At the same time, the pandemic reduced college enrollments, and they are still below pre-pandemic levels. Some doubt they will ever reach those levels again, leaving fewer degreed candidates to fill more jobs in an expanding labor market.

So there is a practical reason to broaden the labor pool. During high unemployment in the Great Recession 15 years ago employers raised the education levels of many jobs because they had a glut of candidates. Today, with more jobs and fewer candidates, they are lowering job barriers out of necessity.

It helps employers that non-degreed workers aren’t drowning in student loan debt and are not in the highest demand, so starting salaries need not be stratospheric to attract very good non-degreed workers.
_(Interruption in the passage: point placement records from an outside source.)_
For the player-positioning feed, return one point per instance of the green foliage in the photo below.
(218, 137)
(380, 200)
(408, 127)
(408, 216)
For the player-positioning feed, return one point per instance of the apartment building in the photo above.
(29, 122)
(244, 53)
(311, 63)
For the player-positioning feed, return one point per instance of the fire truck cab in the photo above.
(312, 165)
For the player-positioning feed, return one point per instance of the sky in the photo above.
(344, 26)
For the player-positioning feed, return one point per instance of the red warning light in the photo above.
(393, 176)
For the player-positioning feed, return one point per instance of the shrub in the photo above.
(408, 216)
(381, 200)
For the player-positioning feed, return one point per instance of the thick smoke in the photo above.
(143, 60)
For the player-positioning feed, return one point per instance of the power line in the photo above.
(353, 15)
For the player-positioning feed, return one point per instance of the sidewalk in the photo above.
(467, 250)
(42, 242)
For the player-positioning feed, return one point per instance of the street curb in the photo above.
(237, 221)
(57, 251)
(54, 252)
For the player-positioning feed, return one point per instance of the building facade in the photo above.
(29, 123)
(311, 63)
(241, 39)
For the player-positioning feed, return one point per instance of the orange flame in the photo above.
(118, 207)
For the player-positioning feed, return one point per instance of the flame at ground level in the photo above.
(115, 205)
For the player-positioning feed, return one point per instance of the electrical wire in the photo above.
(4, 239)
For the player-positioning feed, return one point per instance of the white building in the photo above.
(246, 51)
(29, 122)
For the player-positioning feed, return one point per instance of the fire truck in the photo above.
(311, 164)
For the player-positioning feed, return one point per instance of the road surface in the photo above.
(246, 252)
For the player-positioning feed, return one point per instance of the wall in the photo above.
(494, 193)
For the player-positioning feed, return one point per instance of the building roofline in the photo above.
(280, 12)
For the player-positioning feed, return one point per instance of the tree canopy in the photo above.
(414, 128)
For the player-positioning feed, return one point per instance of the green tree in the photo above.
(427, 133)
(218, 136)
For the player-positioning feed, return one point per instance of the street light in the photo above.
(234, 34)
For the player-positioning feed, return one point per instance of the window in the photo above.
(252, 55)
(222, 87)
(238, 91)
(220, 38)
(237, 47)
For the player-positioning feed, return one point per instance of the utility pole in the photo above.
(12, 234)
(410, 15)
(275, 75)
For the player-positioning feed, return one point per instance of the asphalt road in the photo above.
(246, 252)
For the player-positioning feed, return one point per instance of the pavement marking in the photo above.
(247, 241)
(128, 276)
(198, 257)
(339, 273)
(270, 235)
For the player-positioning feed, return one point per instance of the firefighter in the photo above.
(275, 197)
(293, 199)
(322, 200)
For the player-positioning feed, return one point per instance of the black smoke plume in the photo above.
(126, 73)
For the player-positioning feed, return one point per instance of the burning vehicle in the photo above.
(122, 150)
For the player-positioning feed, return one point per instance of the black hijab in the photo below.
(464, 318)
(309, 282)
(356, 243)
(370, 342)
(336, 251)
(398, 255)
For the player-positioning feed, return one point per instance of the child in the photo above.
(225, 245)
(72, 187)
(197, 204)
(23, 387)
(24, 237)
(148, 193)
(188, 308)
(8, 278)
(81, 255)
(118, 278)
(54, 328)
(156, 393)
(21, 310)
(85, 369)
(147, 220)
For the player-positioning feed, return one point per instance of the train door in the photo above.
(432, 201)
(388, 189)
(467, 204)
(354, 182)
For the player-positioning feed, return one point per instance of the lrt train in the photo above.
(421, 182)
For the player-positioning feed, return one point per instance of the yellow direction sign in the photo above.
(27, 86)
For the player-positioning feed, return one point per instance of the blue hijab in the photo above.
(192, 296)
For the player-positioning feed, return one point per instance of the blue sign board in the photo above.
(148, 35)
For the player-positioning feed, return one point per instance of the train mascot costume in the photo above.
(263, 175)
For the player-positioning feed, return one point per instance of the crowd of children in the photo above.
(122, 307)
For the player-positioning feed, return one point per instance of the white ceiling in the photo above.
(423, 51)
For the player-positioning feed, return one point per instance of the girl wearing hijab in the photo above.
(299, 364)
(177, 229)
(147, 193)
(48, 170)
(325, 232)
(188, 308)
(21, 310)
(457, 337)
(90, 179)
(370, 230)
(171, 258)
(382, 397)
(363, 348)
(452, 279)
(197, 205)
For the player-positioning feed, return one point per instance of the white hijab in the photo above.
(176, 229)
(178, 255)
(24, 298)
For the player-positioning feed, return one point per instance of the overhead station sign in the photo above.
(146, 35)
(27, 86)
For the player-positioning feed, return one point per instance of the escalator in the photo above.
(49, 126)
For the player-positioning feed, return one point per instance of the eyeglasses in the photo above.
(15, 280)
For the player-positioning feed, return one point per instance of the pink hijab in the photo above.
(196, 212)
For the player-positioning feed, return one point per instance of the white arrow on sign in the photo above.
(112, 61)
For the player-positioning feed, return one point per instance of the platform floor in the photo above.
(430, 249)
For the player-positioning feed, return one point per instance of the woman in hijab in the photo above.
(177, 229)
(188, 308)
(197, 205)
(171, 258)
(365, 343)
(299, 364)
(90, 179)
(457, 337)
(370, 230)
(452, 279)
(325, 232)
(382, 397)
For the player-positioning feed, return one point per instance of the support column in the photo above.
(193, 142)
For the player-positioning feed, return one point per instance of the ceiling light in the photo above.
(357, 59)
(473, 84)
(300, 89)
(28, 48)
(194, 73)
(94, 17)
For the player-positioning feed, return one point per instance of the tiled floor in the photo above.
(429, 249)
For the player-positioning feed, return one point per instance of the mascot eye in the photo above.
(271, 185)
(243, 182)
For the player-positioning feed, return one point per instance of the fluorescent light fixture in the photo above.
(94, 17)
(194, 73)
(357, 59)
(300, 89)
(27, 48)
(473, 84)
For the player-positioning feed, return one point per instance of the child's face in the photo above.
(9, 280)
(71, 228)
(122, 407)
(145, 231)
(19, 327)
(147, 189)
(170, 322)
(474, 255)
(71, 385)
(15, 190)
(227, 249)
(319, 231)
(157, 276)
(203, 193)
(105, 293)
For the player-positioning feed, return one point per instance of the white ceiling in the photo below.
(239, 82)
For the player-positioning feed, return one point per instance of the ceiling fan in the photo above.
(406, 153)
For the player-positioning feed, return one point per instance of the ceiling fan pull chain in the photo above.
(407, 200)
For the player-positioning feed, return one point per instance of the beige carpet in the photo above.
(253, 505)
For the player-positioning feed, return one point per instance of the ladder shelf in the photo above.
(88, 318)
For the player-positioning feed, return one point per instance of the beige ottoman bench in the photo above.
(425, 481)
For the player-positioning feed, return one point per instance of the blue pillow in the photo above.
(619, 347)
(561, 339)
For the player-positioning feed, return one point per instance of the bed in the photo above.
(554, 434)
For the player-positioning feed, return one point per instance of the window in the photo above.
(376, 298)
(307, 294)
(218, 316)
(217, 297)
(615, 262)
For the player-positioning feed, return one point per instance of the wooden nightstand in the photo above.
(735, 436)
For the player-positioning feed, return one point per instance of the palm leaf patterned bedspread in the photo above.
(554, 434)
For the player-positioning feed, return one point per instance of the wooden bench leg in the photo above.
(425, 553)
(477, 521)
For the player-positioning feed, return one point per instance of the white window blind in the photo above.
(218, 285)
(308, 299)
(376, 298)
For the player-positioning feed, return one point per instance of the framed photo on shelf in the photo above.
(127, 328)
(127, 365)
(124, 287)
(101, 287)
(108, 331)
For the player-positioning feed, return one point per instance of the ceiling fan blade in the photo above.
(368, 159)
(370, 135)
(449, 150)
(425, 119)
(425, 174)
If a college degree is indeed not a job necessity, removing that requirement benefits employers as well as workers.

Another inducement to hire the non-degreed is that high schools increasingly train for specific categories of jobs and offer dual enrollments where students graduate with college credits that can be combined with certificate programs to substitute for a four-year degree.

The county’s Human Resources Department is now working with Miami Dade College to see if the college’s 90 certificate credential programs can be steppingstones to county jobs now locked behind four-year-degree walls. But the mayor’s report notes that many governments in the area, including the City of Miami, have not yet taken that step – indeed, Miami Dade College itself does not accept packaged certificates in its own hiring.

The county’s exercise in examining if, how and when to lower degree barriers to jobs is timely. The pivotal question is how to balance job skills with broader education. One long-standing county practice is to shift employees on the rise from department to department, moves where wider thinking seems more vital than skills for a particular job.

Degrees are just pieces of paper. The big-picture learning that earned those degrees is what is vital.

So how can any employer – in this case, the county – promote quality organizational thinking while ensuring that any good worker, with or without that piece of paper, may compete for jobs? That’s the balancing act of ultra-full employment.